It was inevitable for people like Harrison and Perry, who were raised in homes without positive emotion or even basic morals, to become involved in such horrific acts.

Harrisons father, "whose existence is never acknowledged" (5), was forced away from the family shortly after Harrison was born.

As a result, she was raised by her mother and grandparents. Tragically, none of these figures nurtured Harrison, leading her to describe her childhood as one of "female warfare and tricky, shifting alliances." (36) Her grandfather denied her any attention as soon as she reached puberty, effectively abandoning his granddaughter at a crucial moment. This sudden rejection was a source of great sadness for Harrison, because the two had had an extremely close relationship. The grandmother, for her part, is described as a woman who needed total power. Finally, Harrisons mother is agitated and uncomfortable playing the role of both a mother and her father and often simply tries to escape it.
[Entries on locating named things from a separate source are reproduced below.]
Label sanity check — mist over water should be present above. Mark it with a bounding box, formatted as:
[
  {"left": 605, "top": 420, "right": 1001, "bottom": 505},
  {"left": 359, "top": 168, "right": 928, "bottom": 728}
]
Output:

The absence of parental love, particularly male love, in Harrisons early life was the primary reason she became so vengeful. Her unstable childhood offered her no way to deal with her pain. As Kathryn began an affair with her father, an affair she recognized as morally unacceptable, she decided that the injury to her mother would be a perfect vengeance, a vengeance deserved by the mother who never treated her as a daughter. Thus, Harrison places revenge above her own dignity.

Harrisons perverse act of revenge does not come without warning. Throughout the book, Harrison tries to gain the attention of her "blinded" mother.

She stands by her mothers bedside and watches her mother who will not acknowledge her existence. When her mother moves out of the house when Harrison is still a little girl, her mother, Harrison recalls, is looking for "a life that does not seem possible to her unless motherhood is left behind" (14). All of these examples of a striving for a love that will never be returned scars and weakens Harrison for the rest of her life. Her manipulative father worsens her condition even more and eventually the total absence of love from anyone, which she so longed for, leads to her destructive fate.

Although Perry and Harrison come from unstable backgrounds, adjustment to their situations differ considerably. In the sections discussing Perrys background, the reader learns of endless neglect and abuse, which he suffered for most of his young life. While describing his past, Perry immediately tells us that when he was a boy, he was "scared because [he] thought [his] father was going to hurt [him], and also because he was beating [his] mother" (274). He was in constant danger of physical abuse. He then describes an incident involving his brothers B.B. gun: one time he got so mad he held it to his brothers head and made the sound of shooting. With an environment of violence provided by his parents who are supposed to be his role models, it was inevitable for Perry to grow up and use violence as comfortably as one would go about his everyday activity.

In addition to the parental abuse, he adopted a gang as his family. He describes himself "as free and wild as a coyote" (275). He was in and out of prisons and was continuously sent to detention homes where he was severely beaten and verbally abused. He describes his life as having "no rule or discipline, or anyone to show [him] right from wrong" (275). While not determined by his childhood, it is no surprise that Perry turned to violence, murdering a family. His decisions and actions reflected nothing but his cruel and unruly surroundings.

Harrison and Capote give us lurid pictures of the ways in which a childhood filled with neglect or violence result in reciprocating acts of revenge. Both Harrison and Perry were incapable of feeling any compelling moral restrictions regarding their decisions. Dysfunctional primary relationships should clearly take a large part of the blame for the acts that resulted.